Mar 25th, 2015 — Biology • Earth Science • Environmental Science

Modeling Biological Oxygen Demand

Biological oxygen demand (BOD) relates to the change in oxygen that occurs in bodies of water as a result of microorganisms taking in and using dissolved oxygen as they decompose organic matter. These decomposers utilize oxygen in the same way that other organisms do—for the process of cellular respiration. A body of water with a large amount of organic waste will provide plenty of material for decomposers to feed upon, but the high rate of oxygen use by decomposers can severely limit the oxygen available to other aquatic organisms such as fish. In this situation the water is said to have a high BOD level. You can accurately measure these changes with either of these PASCO sensors: the Optical Dissolved Oxygen Sensor or the Advanced Water Quality Sensor. This lab uses readily available consumables and PASCO’s Optical Dissolved Oxygen Sensor to teach your students about BOD, which prepares them for independent inquiry.)

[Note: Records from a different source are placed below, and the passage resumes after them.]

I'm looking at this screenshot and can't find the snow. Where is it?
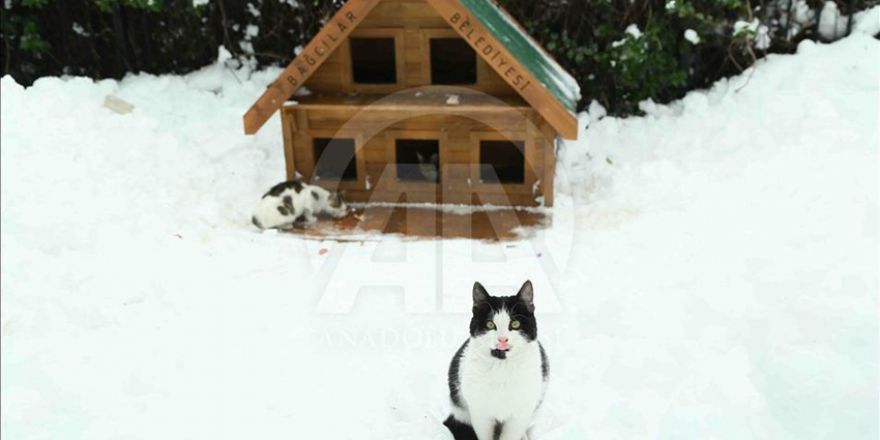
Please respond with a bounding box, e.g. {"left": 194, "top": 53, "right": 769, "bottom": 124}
{"left": 624, "top": 24, "right": 642, "bottom": 39}
{"left": 586, "top": 99, "right": 607, "bottom": 126}
{"left": 2, "top": 34, "right": 878, "bottom": 439}
{"left": 755, "top": 23, "right": 771, "bottom": 49}
{"left": 853, "top": 5, "right": 880, "bottom": 35}
{"left": 818, "top": 1, "right": 849, "bottom": 40}
{"left": 216, "top": 45, "right": 232, "bottom": 64}
{"left": 612, "top": 24, "right": 644, "bottom": 48}
{"left": 793, "top": 0, "right": 816, "bottom": 24}
{"left": 814, "top": 3, "right": 880, "bottom": 41}
{"left": 246, "top": 2, "right": 261, "bottom": 17}
{"left": 245, "top": 24, "right": 260, "bottom": 38}
{"left": 684, "top": 29, "right": 700, "bottom": 44}
{"left": 734, "top": 19, "right": 771, "bottom": 49}
{"left": 734, "top": 18, "right": 760, "bottom": 35}
{"left": 71, "top": 23, "right": 89, "bottom": 37}
{"left": 240, "top": 26, "right": 259, "bottom": 55}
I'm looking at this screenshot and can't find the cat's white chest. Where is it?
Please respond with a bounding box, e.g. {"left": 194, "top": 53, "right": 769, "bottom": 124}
{"left": 459, "top": 343, "right": 545, "bottom": 422}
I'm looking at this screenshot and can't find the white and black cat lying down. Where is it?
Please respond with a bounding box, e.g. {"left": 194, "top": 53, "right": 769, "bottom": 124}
{"left": 251, "top": 179, "right": 348, "bottom": 230}
{"left": 445, "top": 281, "right": 548, "bottom": 440}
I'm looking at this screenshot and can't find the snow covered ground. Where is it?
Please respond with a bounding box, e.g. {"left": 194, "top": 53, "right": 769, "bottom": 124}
{"left": 2, "top": 33, "right": 877, "bottom": 439}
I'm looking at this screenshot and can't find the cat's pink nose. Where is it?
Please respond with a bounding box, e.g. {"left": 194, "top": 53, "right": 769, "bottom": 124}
{"left": 498, "top": 336, "right": 509, "bottom": 343}
{"left": 497, "top": 336, "right": 509, "bottom": 349}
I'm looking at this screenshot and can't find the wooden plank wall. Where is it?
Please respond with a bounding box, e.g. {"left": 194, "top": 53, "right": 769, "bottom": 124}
{"left": 303, "top": 0, "right": 516, "bottom": 96}
{"left": 282, "top": 106, "right": 555, "bottom": 206}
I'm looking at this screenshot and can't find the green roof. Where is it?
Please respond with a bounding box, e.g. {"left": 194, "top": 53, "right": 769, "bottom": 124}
{"left": 459, "top": 0, "right": 581, "bottom": 112}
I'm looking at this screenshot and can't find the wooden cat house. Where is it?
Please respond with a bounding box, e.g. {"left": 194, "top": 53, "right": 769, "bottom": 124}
{"left": 243, "top": 0, "right": 579, "bottom": 209}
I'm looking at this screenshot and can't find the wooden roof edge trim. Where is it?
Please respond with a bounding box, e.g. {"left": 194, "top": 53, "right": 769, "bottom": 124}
{"left": 424, "top": 0, "right": 578, "bottom": 140}
{"left": 242, "top": 0, "right": 381, "bottom": 135}
{"left": 552, "top": 108, "right": 579, "bottom": 140}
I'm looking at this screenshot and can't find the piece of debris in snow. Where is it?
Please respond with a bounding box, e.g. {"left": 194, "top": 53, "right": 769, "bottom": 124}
{"left": 104, "top": 95, "right": 134, "bottom": 114}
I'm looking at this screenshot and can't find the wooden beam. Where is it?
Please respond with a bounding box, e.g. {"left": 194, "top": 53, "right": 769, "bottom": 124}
{"left": 242, "top": 0, "right": 381, "bottom": 135}
{"left": 280, "top": 109, "right": 296, "bottom": 180}
{"left": 423, "top": 0, "right": 578, "bottom": 139}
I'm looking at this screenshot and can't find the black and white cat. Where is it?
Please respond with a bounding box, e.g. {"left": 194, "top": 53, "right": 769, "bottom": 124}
{"left": 445, "top": 281, "right": 548, "bottom": 440}
{"left": 416, "top": 152, "right": 439, "bottom": 182}
{"left": 251, "top": 179, "right": 348, "bottom": 229}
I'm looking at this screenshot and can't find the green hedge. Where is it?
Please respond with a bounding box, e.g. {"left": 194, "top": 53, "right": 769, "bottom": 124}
{"left": 1, "top": 0, "right": 876, "bottom": 115}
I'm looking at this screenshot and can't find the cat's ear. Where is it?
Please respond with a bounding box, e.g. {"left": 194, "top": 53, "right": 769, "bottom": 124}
{"left": 473, "top": 282, "right": 490, "bottom": 305}
{"left": 517, "top": 280, "right": 535, "bottom": 312}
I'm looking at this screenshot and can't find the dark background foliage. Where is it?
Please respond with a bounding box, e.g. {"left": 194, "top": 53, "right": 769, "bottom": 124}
{"left": 1, "top": 0, "right": 876, "bottom": 115}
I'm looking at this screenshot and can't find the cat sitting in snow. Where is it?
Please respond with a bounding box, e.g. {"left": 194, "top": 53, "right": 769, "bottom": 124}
{"left": 445, "top": 281, "right": 548, "bottom": 440}
{"left": 251, "top": 179, "right": 348, "bottom": 229}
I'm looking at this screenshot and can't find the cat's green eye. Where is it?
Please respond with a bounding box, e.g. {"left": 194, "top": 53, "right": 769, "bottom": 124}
{"left": 486, "top": 321, "right": 496, "bottom": 330}
{"left": 510, "top": 320, "right": 521, "bottom": 330}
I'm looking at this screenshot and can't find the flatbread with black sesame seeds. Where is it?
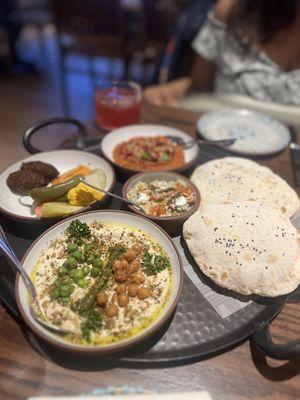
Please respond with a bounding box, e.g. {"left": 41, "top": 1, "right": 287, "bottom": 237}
{"left": 183, "top": 200, "right": 300, "bottom": 297}
{"left": 191, "top": 157, "right": 299, "bottom": 217}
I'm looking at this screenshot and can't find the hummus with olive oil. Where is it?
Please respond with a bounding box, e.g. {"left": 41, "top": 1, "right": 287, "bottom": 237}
{"left": 32, "top": 221, "right": 173, "bottom": 345}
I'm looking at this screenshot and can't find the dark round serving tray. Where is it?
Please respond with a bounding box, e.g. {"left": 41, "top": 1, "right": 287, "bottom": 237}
{"left": 0, "top": 216, "right": 286, "bottom": 366}
{"left": 0, "top": 143, "right": 299, "bottom": 365}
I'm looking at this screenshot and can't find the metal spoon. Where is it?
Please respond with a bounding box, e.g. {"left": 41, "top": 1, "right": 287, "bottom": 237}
{"left": 19, "top": 179, "right": 145, "bottom": 213}
{"left": 166, "top": 135, "right": 236, "bottom": 149}
{"left": 290, "top": 143, "right": 300, "bottom": 151}
{"left": 79, "top": 177, "right": 145, "bottom": 212}
{"left": 0, "top": 226, "right": 70, "bottom": 335}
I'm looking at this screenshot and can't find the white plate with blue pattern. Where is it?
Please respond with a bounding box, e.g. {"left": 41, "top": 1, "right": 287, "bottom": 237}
{"left": 197, "top": 109, "right": 291, "bottom": 156}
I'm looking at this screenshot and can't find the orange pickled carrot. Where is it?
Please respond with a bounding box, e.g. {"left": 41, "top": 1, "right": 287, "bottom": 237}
{"left": 52, "top": 165, "right": 92, "bottom": 185}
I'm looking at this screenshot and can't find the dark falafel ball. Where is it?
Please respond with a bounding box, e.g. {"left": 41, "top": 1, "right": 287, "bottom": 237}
{"left": 21, "top": 161, "right": 59, "bottom": 180}
{"left": 7, "top": 170, "right": 49, "bottom": 195}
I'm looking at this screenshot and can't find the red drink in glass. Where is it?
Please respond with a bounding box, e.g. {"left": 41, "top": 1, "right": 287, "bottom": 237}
{"left": 94, "top": 81, "right": 141, "bottom": 131}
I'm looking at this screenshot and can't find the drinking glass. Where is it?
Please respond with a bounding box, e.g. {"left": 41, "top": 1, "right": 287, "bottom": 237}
{"left": 94, "top": 81, "right": 141, "bottom": 131}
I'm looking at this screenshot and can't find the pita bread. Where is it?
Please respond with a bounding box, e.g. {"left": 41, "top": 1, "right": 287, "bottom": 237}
{"left": 191, "top": 157, "right": 299, "bottom": 217}
{"left": 183, "top": 200, "right": 300, "bottom": 297}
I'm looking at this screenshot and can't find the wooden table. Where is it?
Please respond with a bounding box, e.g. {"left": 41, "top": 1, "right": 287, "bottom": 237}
{"left": 1, "top": 104, "right": 300, "bottom": 400}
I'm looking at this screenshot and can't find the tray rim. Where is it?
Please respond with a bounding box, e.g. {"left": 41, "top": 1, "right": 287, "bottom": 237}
{"left": 116, "top": 299, "right": 286, "bottom": 365}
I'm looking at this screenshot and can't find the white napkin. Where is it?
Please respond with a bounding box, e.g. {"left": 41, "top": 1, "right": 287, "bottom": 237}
{"left": 28, "top": 391, "right": 212, "bottom": 400}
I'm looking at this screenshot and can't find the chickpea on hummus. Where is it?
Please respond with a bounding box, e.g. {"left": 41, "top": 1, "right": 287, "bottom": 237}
{"left": 32, "top": 219, "right": 173, "bottom": 345}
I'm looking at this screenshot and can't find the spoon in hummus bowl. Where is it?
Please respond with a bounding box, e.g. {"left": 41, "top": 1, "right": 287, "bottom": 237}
{"left": 0, "top": 226, "right": 70, "bottom": 335}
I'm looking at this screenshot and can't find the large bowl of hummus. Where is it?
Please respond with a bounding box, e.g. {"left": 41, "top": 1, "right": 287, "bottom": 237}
{"left": 15, "top": 210, "right": 183, "bottom": 354}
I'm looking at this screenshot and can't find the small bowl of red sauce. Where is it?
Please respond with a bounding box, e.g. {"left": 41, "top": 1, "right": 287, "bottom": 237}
{"left": 100, "top": 124, "right": 199, "bottom": 176}
{"left": 122, "top": 171, "right": 201, "bottom": 235}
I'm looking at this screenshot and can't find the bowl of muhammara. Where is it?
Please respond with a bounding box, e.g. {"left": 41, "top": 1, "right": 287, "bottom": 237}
{"left": 100, "top": 124, "right": 199, "bottom": 176}
{"left": 122, "top": 172, "right": 201, "bottom": 235}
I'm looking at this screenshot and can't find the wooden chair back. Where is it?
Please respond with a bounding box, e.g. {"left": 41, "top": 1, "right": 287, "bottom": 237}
{"left": 49, "top": 0, "right": 123, "bottom": 36}
{"left": 141, "top": 0, "right": 188, "bottom": 43}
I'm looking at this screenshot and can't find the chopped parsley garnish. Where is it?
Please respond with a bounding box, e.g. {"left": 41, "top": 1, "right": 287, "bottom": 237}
{"left": 81, "top": 307, "right": 102, "bottom": 342}
{"left": 71, "top": 269, "right": 111, "bottom": 315}
{"left": 141, "top": 151, "right": 151, "bottom": 160}
{"left": 71, "top": 243, "right": 126, "bottom": 341}
{"left": 161, "top": 152, "right": 169, "bottom": 162}
{"left": 71, "top": 245, "right": 126, "bottom": 316}
{"left": 142, "top": 252, "right": 171, "bottom": 275}
{"left": 107, "top": 244, "right": 126, "bottom": 266}
{"left": 66, "top": 219, "right": 91, "bottom": 244}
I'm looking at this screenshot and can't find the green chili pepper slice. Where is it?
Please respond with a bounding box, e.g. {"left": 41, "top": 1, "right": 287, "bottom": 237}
{"left": 30, "top": 174, "right": 84, "bottom": 203}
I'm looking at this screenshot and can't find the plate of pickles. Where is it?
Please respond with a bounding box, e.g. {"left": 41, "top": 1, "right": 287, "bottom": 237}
{"left": 0, "top": 150, "right": 115, "bottom": 222}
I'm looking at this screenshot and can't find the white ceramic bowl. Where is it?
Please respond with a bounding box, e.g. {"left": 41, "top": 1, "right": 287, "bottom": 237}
{"left": 0, "top": 150, "right": 115, "bottom": 222}
{"left": 15, "top": 210, "right": 183, "bottom": 355}
{"left": 100, "top": 124, "right": 199, "bottom": 174}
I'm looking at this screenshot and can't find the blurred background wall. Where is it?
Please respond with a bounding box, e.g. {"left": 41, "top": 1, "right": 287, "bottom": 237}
{"left": 0, "top": 0, "right": 213, "bottom": 165}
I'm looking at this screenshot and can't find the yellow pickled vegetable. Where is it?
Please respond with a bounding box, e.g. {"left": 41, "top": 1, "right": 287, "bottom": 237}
{"left": 67, "top": 182, "right": 104, "bottom": 206}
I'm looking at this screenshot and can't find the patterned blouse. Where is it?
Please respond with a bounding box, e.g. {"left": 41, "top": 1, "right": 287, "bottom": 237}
{"left": 192, "top": 12, "right": 300, "bottom": 105}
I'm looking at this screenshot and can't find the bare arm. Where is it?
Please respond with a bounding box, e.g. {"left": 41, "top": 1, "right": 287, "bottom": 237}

Note: You can download a FREE copy of this lab activity at the bottom of the page.

Typical BOD studies take numerous samples from the field and monitor dissolved oxygen levels for five days at a constant temperature. (More information on this method is provided in the extension to this lab activity.) The lab procedure is a model for what occurs in aquatic ecosystems. Milk is used to model the presence of an organic pollutant and yeast is used to model the action of decomposers.

The sample data show what was collected with 50%, 25%, 12.5% and 6.25% whole milk solutions. The higher concentrations of organic waste (milk in the model) clearly correlated to a higher oxygen demand by the yeast.

After completing this investigation, try extending the inquiry by exploring one or more of the following:

  • Does an increase in temperature affect dissolved oxygen in aquatic ecosystems? Design and carry out an experiment to test this question.
  • How are BOD levels measured in the field for water quality studies? Use these methods to test the BOD levels of some of the bodies of water in your area.
  • Research water treatment facilities and the methods used within these facilities. How does your local facility treat wastewater that contains sewage?